How to search for trademark in files with various encoding (Windows-1252 and UTF-8)?

wells2207 · May 09, 2019#12019-05-09T03:15+00:00

I am doing some searching and also some global replaces for items with and without a trademark symbol. However, I am getting inconsistent behavior.

When I search with UltraEdit regular expression for items without a trademark using PRODUCT[~™] as search string using Find in Files, sometimes it still finds items with a ™. Any idea why?
Some of the items it finds show a ™ and others show â„¢. If I open the topics in Notepad or the XML Editor in MadCap Flare, they show as having ™. The same is true if I open the file directly in UltraEdit. The only place they show â„¢ is in Find in Files results. Any idea why?

Thanks!

Mofi · May 09, 2019#22019-05-09T06:07+00:00

Do you know anything about character encoding, i.e. with which bytes a character is stored in a text file?

The trade mark sign is encoded in a UTF-16 Little Endian encoded file with the two bytes 22 21. The same character is encoded in a UTF-16 Big Endian encoded file with the bytes 21 22 (reverse byte order in comparison to Little Endian). And in a UTF-8 encoded file the character is encoded with the three bytes E2 84 A2 which are displayed as â„¢ on interpreting and displaying a UTF-8 encoded file as "ANSI" file using code page Windows-1252. A text file using an encoding with just one byte per character like Windows-1252 contains the trade mark sign with the byte 99. The byte values posted here are the hexadecimal values of the bytes.

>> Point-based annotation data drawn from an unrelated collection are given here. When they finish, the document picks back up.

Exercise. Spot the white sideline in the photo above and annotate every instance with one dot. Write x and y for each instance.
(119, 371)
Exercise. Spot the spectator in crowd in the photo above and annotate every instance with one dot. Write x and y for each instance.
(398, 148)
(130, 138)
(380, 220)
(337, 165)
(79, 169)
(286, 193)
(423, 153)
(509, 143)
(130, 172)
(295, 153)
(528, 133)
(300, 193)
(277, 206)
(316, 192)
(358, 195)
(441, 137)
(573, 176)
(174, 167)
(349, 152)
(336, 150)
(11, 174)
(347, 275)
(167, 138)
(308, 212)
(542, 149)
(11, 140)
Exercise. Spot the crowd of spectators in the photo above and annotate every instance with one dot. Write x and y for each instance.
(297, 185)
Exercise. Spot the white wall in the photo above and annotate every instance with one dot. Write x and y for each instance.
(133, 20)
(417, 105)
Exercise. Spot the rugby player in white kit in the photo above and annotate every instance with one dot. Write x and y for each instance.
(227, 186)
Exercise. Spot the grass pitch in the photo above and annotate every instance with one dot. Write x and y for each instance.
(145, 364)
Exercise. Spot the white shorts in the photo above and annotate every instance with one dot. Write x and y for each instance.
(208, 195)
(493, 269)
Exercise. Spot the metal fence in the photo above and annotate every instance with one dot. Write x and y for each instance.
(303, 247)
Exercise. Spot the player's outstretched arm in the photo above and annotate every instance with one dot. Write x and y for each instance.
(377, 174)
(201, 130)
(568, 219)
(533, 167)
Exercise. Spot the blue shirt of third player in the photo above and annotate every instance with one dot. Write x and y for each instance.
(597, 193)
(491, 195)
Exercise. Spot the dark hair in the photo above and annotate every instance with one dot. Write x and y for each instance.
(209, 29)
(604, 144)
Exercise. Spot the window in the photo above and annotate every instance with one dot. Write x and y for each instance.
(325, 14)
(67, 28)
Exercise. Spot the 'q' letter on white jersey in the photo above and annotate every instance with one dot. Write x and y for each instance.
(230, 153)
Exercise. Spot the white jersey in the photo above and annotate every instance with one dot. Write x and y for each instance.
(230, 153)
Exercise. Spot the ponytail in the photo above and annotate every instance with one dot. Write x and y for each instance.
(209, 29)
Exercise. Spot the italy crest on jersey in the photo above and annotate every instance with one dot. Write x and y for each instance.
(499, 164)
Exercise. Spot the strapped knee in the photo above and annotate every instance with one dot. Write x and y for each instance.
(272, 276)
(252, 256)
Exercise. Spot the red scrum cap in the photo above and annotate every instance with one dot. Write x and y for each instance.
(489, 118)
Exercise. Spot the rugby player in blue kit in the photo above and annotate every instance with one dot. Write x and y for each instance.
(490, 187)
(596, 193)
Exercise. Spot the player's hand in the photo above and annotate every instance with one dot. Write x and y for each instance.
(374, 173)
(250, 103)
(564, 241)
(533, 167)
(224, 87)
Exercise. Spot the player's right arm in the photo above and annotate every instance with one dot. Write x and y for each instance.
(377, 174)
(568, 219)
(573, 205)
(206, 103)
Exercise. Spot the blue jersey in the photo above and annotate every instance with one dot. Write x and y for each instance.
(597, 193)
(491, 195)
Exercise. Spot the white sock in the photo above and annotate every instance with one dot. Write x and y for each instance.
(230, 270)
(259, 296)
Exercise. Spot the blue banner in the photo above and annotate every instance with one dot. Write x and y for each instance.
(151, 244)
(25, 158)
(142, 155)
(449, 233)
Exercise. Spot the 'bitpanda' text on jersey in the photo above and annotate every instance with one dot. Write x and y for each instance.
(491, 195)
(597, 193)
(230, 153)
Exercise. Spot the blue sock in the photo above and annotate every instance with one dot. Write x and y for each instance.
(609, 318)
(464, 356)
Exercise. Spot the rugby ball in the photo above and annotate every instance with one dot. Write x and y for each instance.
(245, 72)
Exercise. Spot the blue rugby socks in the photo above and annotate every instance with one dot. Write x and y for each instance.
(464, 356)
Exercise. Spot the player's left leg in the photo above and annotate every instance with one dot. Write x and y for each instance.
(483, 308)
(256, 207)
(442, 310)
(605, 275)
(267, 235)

Microsoft called all character encodings with just one byte per character using a code page (table) for mapping 256 characters to 256 bytes used in GUI applications ANSI encoding although this is not really correct because of not all those character encodings were standardized by American National Standards Institute (for U.S.) or International Organization for Standardization (ISO ... defines international standards). Windows-1252 is a code page not defined as real standard, but is supported nevertheless by all applications capable interpreting text data.

So it depends on how you search for the trade mark sign respectively for a character being NOT a trade mark sign after a sequence of other characters?

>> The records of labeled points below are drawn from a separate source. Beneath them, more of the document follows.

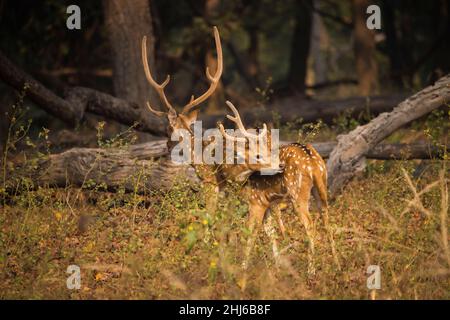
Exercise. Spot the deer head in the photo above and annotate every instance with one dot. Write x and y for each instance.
(256, 155)
(188, 115)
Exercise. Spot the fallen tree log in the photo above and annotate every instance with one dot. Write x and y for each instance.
(136, 168)
(348, 158)
(292, 109)
(76, 101)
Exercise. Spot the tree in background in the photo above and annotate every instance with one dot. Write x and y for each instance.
(364, 48)
(300, 45)
(126, 23)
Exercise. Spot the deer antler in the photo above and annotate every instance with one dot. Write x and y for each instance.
(213, 79)
(238, 121)
(158, 87)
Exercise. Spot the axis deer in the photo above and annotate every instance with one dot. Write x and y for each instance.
(304, 171)
(212, 176)
(303, 167)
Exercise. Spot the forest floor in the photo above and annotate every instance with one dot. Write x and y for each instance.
(166, 246)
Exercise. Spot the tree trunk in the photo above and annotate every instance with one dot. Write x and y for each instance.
(79, 100)
(126, 23)
(364, 47)
(136, 168)
(348, 158)
(217, 98)
(300, 45)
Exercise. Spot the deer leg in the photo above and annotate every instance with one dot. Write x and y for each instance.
(320, 194)
(212, 194)
(276, 209)
(302, 210)
(256, 217)
(269, 228)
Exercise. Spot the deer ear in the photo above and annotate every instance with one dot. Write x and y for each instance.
(193, 116)
(188, 120)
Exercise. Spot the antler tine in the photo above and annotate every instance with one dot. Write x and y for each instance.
(213, 79)
(228, 136)
(238, 121)
(158, 87)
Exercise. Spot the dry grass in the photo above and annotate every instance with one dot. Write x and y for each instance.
(165, 246)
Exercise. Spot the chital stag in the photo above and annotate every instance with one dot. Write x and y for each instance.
(304, 171)
(212, 176)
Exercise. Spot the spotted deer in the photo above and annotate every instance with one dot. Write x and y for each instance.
(303, 166)
(304, 171)
(212, 176)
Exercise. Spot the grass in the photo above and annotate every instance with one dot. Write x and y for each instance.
(165, 246)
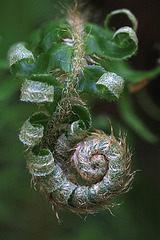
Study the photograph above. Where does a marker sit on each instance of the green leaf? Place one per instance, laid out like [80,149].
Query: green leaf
[129,116]
[82,113]
[58,56]
[123,45]
[127,12]
[19,52]
[96,81]
[40,164]
[54,32]
[112,45]
[37,92]
[78,128]
[111,85]
[93,29]
[32,130]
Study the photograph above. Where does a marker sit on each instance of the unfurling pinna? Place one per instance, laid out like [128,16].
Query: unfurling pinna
[77,166]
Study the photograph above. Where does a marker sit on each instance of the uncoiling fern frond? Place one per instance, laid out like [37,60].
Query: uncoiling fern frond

A Find/Replace in current file should always work as UltraEdit has usually on file open detected the used character encoding automatically and knows therefore how the character ™ is represented with which bytes in current file.

On using Find/Replace in Files it gets more complicated because of the searched text files can be encoded different. "ANSI" encoded files and UTF-8 encoded files with no byte order mark (BOM) are very hard to distinguish by an application, see How does automatic UTF-8 encoding detection work in UltraEdit and UEStudio? UltraEdit does not analyze the entire file on using Find/Replace in Files to automatically detect if a file not being UTF-16 LE or UTF-16 BE or UTF-8 with BOM encoded is an "ANSI" or a UTF-8 without BOM encoded file. That would dramatically slow down Find/Replace in Files. So it is recommended that the user running a Find/Replace in Files searching for non-ASCII characters, enables the advanced find/replace in files option Use encoding and select the right encoding like 65001 (UTF-8) for running the Find/Replace in Files on UTF-8 encoded files.

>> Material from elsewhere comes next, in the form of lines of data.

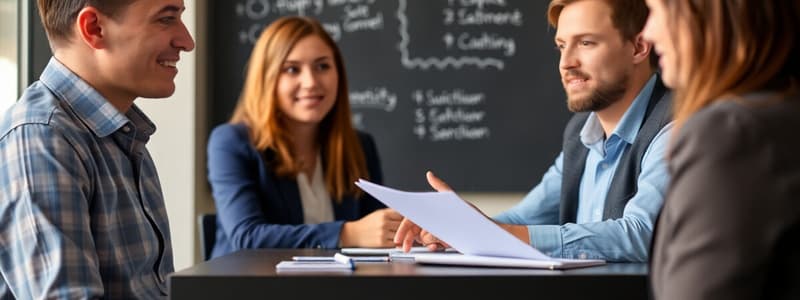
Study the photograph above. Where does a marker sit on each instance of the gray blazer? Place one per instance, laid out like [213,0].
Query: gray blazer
[730,226]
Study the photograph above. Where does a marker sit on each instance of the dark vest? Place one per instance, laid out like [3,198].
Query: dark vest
[623,185]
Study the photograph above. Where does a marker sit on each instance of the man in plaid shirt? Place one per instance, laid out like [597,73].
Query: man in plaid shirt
[81,209]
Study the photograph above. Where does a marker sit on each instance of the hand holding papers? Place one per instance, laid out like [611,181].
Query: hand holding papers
[466,229]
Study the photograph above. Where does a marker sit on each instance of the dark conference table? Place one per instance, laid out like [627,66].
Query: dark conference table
[250,274]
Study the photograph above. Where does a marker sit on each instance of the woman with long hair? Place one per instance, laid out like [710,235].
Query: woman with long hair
[730,226]
[282,169]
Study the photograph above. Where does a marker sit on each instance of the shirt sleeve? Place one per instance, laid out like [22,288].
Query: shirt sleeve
[626,239]
[48,249]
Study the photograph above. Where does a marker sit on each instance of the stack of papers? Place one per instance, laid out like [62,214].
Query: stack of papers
[454,221]
[312,266]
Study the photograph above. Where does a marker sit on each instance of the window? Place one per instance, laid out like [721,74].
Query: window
[9,58]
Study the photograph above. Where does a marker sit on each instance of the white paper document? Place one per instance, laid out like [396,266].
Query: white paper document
[312,266]
[457,223]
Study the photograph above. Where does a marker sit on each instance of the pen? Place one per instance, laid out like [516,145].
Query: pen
[354,258]
[344,259]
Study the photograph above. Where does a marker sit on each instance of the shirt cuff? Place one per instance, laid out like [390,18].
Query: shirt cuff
[547,239]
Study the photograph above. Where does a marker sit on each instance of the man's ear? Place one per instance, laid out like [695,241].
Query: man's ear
[641,49]
[90,28]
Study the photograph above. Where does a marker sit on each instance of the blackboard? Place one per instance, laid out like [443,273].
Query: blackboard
[467,88]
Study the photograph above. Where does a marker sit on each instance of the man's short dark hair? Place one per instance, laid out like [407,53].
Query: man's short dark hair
[58,16]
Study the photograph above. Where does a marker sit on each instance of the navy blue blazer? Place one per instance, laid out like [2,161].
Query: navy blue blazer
[256,209]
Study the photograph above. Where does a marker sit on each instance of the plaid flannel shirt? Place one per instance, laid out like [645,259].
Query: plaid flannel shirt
[81,209]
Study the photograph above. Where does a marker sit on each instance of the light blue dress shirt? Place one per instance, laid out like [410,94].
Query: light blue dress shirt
[625,239]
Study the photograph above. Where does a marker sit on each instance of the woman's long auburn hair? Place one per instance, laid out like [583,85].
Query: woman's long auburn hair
[736,47]
[257,108]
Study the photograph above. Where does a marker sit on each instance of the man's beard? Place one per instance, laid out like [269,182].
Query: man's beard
[603,96]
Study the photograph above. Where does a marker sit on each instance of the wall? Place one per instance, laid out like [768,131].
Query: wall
[178,147]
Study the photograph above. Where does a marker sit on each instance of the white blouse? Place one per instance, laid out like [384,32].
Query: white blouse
[316,201]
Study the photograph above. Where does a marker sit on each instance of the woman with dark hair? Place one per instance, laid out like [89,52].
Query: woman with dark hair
[282,170]
[730,226]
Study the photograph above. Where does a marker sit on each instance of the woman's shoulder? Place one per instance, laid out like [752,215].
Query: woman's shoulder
[749,120]
[365,139]
[229,131]
[751,111]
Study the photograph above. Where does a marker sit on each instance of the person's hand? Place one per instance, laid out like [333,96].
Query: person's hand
[374,230]
[409,232]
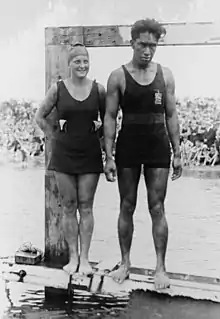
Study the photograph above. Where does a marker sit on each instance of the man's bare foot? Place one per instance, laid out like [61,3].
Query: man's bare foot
[85,268]
[71,267]
[161,280]
[119,275]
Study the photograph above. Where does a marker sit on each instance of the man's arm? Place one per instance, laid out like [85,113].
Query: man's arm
[172,121]
[112,106]
[102,97]
[45,109]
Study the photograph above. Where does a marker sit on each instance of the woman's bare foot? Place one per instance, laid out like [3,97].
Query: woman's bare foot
[71,267]
[161,280]
[119,275]
[85,268]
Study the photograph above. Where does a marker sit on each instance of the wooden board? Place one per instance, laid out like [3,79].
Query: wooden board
[182,33]
[196,287]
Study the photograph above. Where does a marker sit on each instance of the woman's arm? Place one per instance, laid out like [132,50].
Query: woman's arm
[102,96]
[45,109]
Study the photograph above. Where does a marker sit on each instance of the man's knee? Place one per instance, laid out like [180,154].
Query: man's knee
[69,206]
[128,206]
[157,210]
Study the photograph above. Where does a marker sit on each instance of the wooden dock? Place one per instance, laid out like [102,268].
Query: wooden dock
[101,283]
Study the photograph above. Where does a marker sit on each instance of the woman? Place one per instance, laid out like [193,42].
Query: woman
[76,153]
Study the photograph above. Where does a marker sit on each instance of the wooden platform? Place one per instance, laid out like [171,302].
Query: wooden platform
[101,283]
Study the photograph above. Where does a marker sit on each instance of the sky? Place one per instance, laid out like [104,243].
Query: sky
[22,52]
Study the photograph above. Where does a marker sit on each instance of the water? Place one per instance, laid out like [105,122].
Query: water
[193,212]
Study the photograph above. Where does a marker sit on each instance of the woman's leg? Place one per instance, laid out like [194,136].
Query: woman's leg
[87,185]
[67,187]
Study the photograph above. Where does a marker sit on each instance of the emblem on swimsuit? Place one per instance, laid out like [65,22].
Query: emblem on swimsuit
[158,98]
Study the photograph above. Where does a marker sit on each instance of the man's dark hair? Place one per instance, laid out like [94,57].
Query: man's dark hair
[147,25]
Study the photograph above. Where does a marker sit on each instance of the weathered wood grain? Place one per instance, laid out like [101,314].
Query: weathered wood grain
[181,285]
[206,33]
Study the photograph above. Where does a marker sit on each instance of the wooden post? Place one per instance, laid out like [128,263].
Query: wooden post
[58,42]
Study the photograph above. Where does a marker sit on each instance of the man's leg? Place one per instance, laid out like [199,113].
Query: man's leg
[87,185]
[68,193]
[128,180]
[156,182]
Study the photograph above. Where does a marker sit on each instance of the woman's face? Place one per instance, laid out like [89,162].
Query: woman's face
[80,65]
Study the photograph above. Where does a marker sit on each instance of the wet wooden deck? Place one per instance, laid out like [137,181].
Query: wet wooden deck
[101,283]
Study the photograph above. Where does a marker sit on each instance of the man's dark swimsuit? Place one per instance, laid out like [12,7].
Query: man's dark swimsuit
[143,137]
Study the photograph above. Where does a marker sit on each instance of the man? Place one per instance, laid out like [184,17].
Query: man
[145,92]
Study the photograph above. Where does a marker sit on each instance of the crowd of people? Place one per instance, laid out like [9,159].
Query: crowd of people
[20,138]
[199,131]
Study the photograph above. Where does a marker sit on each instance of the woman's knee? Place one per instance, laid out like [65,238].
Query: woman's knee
[69,206]
[85,208]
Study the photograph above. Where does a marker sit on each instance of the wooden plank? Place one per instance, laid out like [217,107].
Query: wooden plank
[63,35]
[104,285]
[200,33]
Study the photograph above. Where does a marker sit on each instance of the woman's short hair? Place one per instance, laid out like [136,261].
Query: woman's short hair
[147,25]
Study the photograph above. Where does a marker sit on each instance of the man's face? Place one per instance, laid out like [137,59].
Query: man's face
[144,48]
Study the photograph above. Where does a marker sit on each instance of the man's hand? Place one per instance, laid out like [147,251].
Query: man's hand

You have unfortunately not posted anything about version of UltraEdit used by you on which operating system and how the files are encoded on which find/replace is executed and which find/replace you execute. So I can't help with detailed instructions on how to run the finds/replaces for a better result.

In case of some text files are Windows-1252 encoded and others are UTF-8 encoded as it looks like, I recommend to run first a Find in Files or Replace in Files with option Use encoding checked and 65001 (UTF-8) selected on using search string PRODUCT[~™] because in this case UltraEdit definitely knows that it has to search for the bytes 50 52 4F 44 55 43 54 (on a case-sensitive search) with the next three bytes NOT E2 84 A2.

Next run Find in Files or Replace in Files a second time with option Use encoding checked and this time 1252 (ANSI - Latin I) selected as this makes it clear for UltraEdit to search for the bytes 50 52 4F 44 55 43 54 (on a case-sensitive search) with next byte NOT 99.

Well, the second search for Windows-1252 encoded PRODUCT[~™] is really problematic on running on files which are UTF-8 encoded as find is positive also on ™ present in UTF-8 encoded file.

It might work also using Use encoding with Auto-detect selected depending on used version of UltraEdit.

Best is perhaps a Find in Files or Replace in Files with Perl regular expression search string PRODUCT(?!\xE2\x84\xA2|\x99) without using Use encoding which produces a positive match on all PRODUCT on which neither next three bytes being E2 84 A2 nor next byte being 99.

I have added a ZIP file containing all the same two lines of text, but no file is binary equal with any other file. You can use this sample files to test the Find/Replace in Files you want to execute on your files. It should also help to understand what character encoding means.

wells2207 · May 09, 2019#32019-05-09T14:36+00:00

This is a boat-load of great information, and I really appreciate you taking the time to provide it! I have read over it several times, and I must admit I feel like I only have a vague understanding of it all.

For the record, I have UltraEdit 25.00.0.82 running on Windows 10.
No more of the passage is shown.